More recently, Tillerson has tamped down calls for aggressive climate action by arguing the effects of global warming are difficult to model yet manageable for human to adapt to.

“I’m not disputing that increasing the CO2 in the atmosphere is going to have an impact,” he told the Council on Foreign Relations in 2012. “It’ll have a warming impact. How large it is is what is very hard for anyone to predict.”

Most other Trump nominees align more closely with the president-elect himself, who has famously dismissed climate change as a Chinese hoax and more recently stated that he is just “not a big believer in man-made climate change.”

For example, Scott Pruitt, Trump’s choice to head the Environmental Protection Agency, rejects the overwhelming scientific consensus that human activity is warming the climate. “That debate is far from settled,” he wrote earlier this year.

Similarly, Trump’s cabinet nominee currently serving in Congress — Sen. Jeff Session for attorney general, Rep. Mike Pompeo for CIA director, and Rep. Tom Price for secretary of nominee for health and human services — have staunchly opposed EPA efforts to regulate greenhouse gas emissions from power plants, the direction the Obama administration turned to with the collapse of cap and trade.

Sessions, for example, has inaccurately said there has been “almost no increase” in global temperatures in 2015, which was the hottest year on record until 2016. Pompeo has said that “there are scientists who think lots of different things about climate change,” even though surveys show 97% of scientists studying the issue agree humans are warming the planet.

Other nominees with no apparent record of denying the science have settled on the newer tack of opposing the cost of addressing climate change. In 2009, for example, Elaine Chao, Trump’s choice for transportation secretary, wrote that Democrats “pushing ‘global warming’ legislation … would drain trillions of dollars out of the private economy and into federal coffers.”

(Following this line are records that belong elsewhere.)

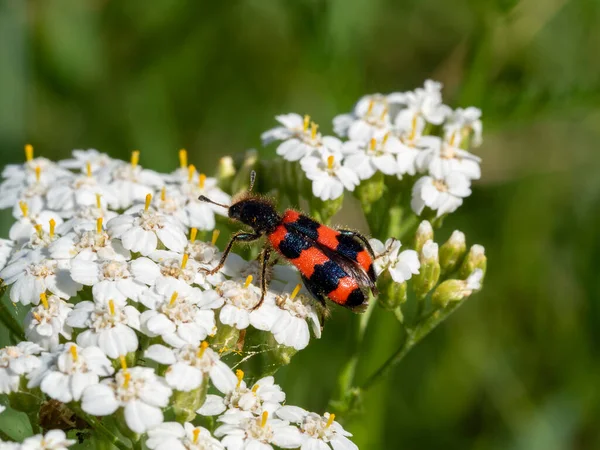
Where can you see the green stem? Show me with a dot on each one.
(346, 377)
(411, 338)
(99, 427)
(11, 323)
(5, 437)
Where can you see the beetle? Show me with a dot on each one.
(334, 264)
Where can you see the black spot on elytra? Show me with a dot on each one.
(327, 276)
(348, 246)
(355, 298)
(306, 226)
(293, 244)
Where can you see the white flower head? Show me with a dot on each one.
(461, 123)
(129, 182)
(112, 279)
(90, 243)
(440, 158)
(179, 313)
(174, 436)
(137, 390)
(16, 361)
(47, 322)
(330, 176)
(7, 247)
(108, 324)
(52, 440)
(92, 158)
(443, 195)
(264, 395)
(189, 365)
(241, 430)
(31, 219)
(81, 190)
(196, 213)
(377, 154)
(29, 280)
(241, 301)
(288, 315)
(299, 135)
(164, 265)
(318, 432)
(32, 168)
(425, 102)
(371, 115)
(401, 265)
(69, 370)
(143, 229)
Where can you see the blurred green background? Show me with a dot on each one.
(518, 367)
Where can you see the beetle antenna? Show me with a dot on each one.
(202, 198)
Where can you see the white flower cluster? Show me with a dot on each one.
(100, 253)
(52, 440)
(400, 134)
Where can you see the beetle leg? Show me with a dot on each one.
(242, 237)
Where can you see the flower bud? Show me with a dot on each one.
(241, 180)
(452, 252)
(185, 404)
(323, 211)
(424, 234)
(475, 259)
(429, 272)
(456, 290)
(369, 191)
(393, 296)
(225, 172)
(226, 338)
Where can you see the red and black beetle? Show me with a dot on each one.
(334, 264)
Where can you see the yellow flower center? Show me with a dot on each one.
(330, 161)
(24, 208)
(330, 420)
(73, 351)
(44, 300)
(135, 158)
(148, 200)
(215, 237)
(202, 349)
(173, 298)
(28, 152)
(191, 170)
(183, 158)
(52, 224)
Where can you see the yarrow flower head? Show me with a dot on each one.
(47, 322)
(143, 229)
(401, 265)
(52, 440)
(330, 174)
(175, 436)
(242, 430)
(16, 361)
(189, 365)
(108, 324)
(318, 432)
(69, 370)
(264, 395)
(137, 390)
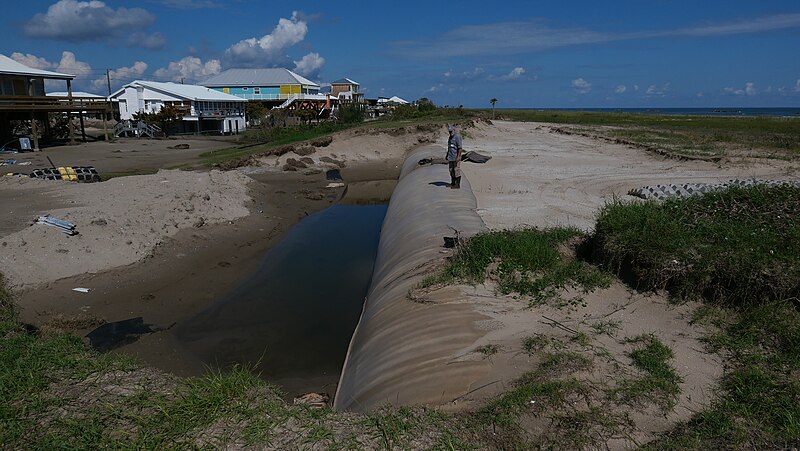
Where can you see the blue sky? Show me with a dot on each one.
(614, 54)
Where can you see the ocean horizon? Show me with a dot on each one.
(706, 111)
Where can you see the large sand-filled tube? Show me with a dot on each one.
(404, 352)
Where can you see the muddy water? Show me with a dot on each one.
(293, 318)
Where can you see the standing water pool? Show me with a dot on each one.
(292, 320)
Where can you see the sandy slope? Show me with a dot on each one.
(541, 178)
(119, 222)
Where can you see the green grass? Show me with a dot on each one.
(759, 407)
(525, 261)
(274, 137)
(659, 383)
(738, 250)
(738, 246)
(684, 134)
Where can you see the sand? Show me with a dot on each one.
(541, 178)
(164, 246)
(119, 222)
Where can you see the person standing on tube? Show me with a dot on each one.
(453, 157)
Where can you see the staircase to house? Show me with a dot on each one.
(137, 129)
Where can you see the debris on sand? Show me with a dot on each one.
(65, 226)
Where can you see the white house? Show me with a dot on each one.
(205, 110)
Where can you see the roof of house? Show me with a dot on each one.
(75, 94)
(394, 99)
(188, 92)
(257, 78)
(345, 81)
(11, 67)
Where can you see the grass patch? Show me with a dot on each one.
(536, 343)
(760, 403)
(703, 135)
(271, 137)
(525, 261)
(488, 350)
(660, 382)
(606, 327)
(738, 246)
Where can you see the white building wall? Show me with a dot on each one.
(141, 99)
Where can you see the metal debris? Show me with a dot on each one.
(65, 226)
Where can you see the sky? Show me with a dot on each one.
(525, 54)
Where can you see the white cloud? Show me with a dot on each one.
(270, 48)
(155, 41)
(581, 86)
(535, 36)
(657, 91)
(473, 74)
(190, 68)
(309, 65)
(120, 76)
(32, 61)
(68, 64)
(515, 74)
(74, 20)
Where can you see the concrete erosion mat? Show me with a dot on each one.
(402, 352)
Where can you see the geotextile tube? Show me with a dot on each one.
(405, 352)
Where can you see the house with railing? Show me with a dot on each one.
(274, 85)
(347, 90)
(203, 110)
(24, 105)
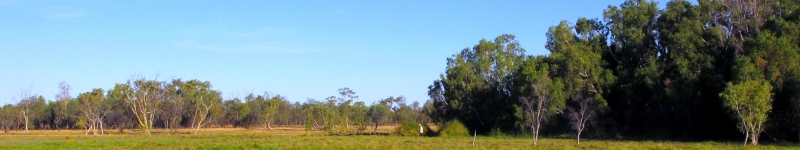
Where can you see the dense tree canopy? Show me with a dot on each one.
(642, 72)
(714, 69)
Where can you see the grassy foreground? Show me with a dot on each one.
(295, 138)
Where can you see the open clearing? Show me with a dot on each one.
(296, 138)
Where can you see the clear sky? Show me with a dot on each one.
(298, 49)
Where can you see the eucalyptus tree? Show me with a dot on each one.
(377, 114)
(27, 105)
(476, 84)
(345, 101)
(143, 98)
(577, 60)
(542, 96)
(750, 101)
(92, 110)
(62, 100)
(203, 100)
(8, 117)
(271, 107)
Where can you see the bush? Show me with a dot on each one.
(408, 128)
(453, 128)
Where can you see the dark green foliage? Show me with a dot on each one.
(453, 128)
(409, 128)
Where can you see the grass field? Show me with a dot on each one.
(296, 138)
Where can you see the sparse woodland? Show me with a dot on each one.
(706, 70)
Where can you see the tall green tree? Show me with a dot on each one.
(203, 99)
(577, 60)
(543, 97)
(750, 101)
(476, 85)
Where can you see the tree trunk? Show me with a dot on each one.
(26, 122)
(579, 136)
(102, 131)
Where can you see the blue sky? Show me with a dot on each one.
(298, 49)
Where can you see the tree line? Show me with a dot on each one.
(144, 104)
(714, 69)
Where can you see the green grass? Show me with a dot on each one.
(291, 139)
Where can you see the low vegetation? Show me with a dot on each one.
(296, 138)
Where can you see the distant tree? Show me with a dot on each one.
(174, 106)
(143, 98)
(8, 117)
(542, 97)
(91, 108)
(359, 115)
(750, 101)
(62, 99)
(271, 110)
(378, 113)
(346, 99)
(579, 63)
(26, 106)
(202, 98)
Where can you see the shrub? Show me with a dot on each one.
(453, 128)
(408, 128)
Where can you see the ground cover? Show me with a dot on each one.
(297, 138)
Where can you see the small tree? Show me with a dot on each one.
(8, 117)
(377, 114)
(582, 111)
(543, 98)
(62, 99)
(750, 101)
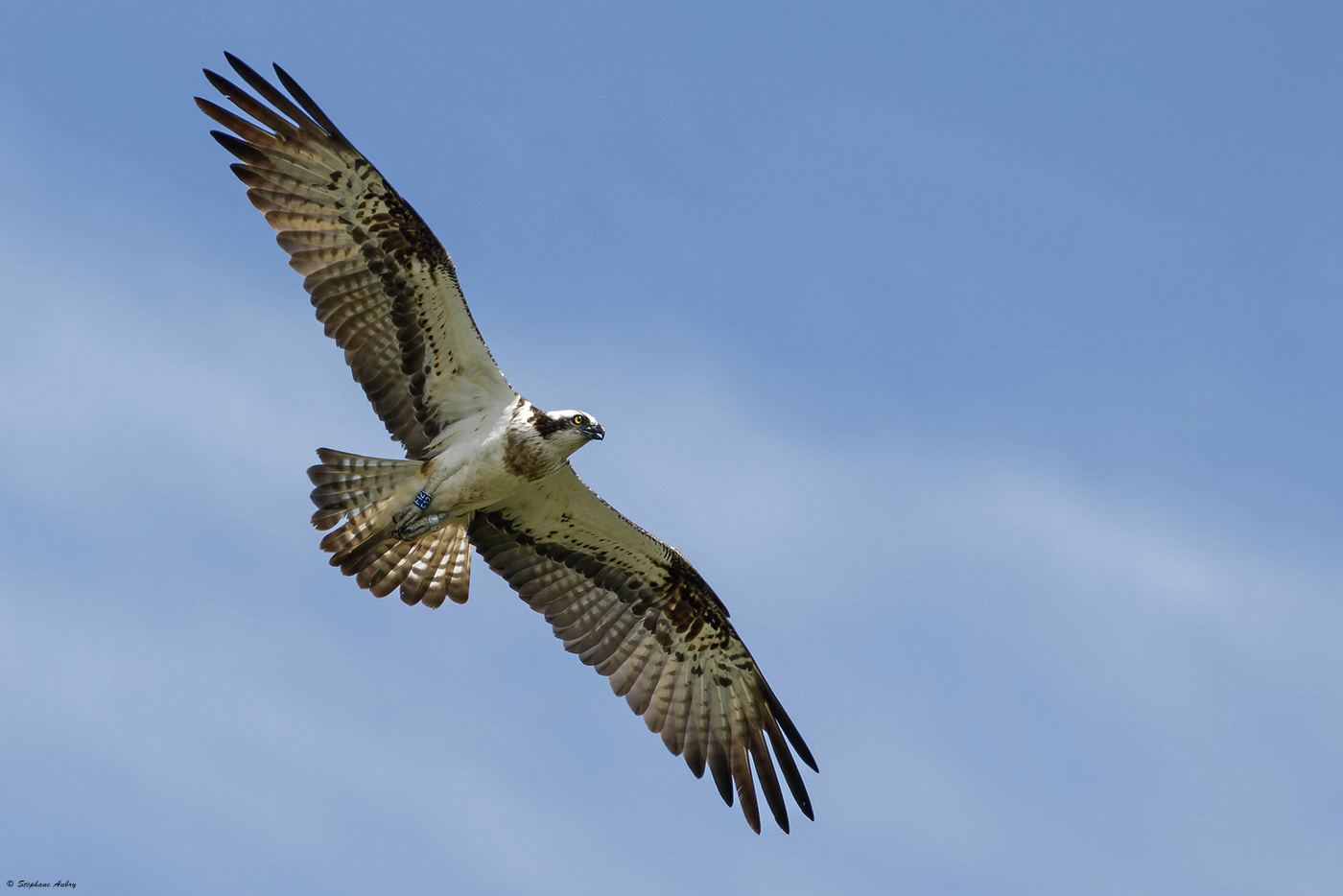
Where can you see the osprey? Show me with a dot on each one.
(485, 468)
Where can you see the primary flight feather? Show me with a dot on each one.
(485, 468)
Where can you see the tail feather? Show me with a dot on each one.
(362, 490)
(351, 483)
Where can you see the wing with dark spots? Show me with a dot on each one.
(382, 284)
(635, 610)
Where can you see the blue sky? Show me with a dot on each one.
(983, 358)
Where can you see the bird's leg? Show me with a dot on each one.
(409, 517)
(410, 520)
(412, 530)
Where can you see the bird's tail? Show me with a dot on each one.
(363, 492)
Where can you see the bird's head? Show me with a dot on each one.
(568, 430)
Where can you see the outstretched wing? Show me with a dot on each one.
(380, 281)
(635, 609)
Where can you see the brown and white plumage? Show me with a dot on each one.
(483, 466)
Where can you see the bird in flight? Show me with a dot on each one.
(483, 466)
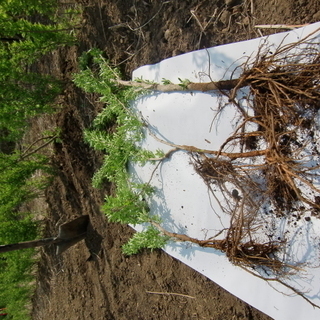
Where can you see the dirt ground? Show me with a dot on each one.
(94, 280)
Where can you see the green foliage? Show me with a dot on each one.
(117, 132)
(150, 239)
(24, 94)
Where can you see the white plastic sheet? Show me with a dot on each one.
(182, 198)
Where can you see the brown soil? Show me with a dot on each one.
(94, 280)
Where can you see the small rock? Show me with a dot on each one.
(316, 16)
(229, 3)
(167, 34)
(225, 16)
(176, 52)
(246, 21)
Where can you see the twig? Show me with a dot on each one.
(280, 26)
(171, 294)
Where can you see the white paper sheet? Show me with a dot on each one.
(182, 198)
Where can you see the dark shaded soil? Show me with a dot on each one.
(94, 280)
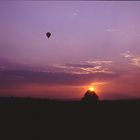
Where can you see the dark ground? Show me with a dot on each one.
(42, 119)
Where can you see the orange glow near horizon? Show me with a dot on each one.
(91, 87)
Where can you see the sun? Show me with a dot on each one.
(91, 88)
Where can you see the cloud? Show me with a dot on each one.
(111, 30)
(133, 59)
(87, 67)
(18, 77)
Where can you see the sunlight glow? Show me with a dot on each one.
(91, 88)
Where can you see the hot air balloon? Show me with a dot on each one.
(48, 34)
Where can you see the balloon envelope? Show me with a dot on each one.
(48, 34)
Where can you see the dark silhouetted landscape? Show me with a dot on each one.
(39, 119)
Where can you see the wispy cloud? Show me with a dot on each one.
(86, 67)
(132, 58)
(111, 30)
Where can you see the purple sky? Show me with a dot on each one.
(91, 42)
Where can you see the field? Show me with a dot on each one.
(39, 119)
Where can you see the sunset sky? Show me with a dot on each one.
(91, 42)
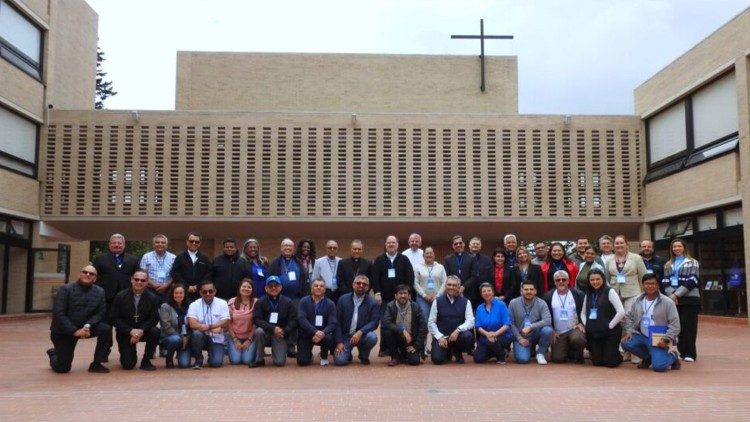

In a final irony over Tillerson’s reported ascent to the State Department, Exxon is a corporate descendant of John D. Rockefeller’s Standard Oil, at one time the largest oil firm in the world. The company was broken up in 1911 in a landmark Supreme Court anti-monopoly decision that sought to curb the political and economic power of the firm.

Today, Rockefeller’s environmentalist descendants are embroiled in a very public feud with Tillerson’s Exxon over the firm's actions on climate change.

UPDATE

This story has been updated after Trump officially nominated Tillerson on Tuesday morning.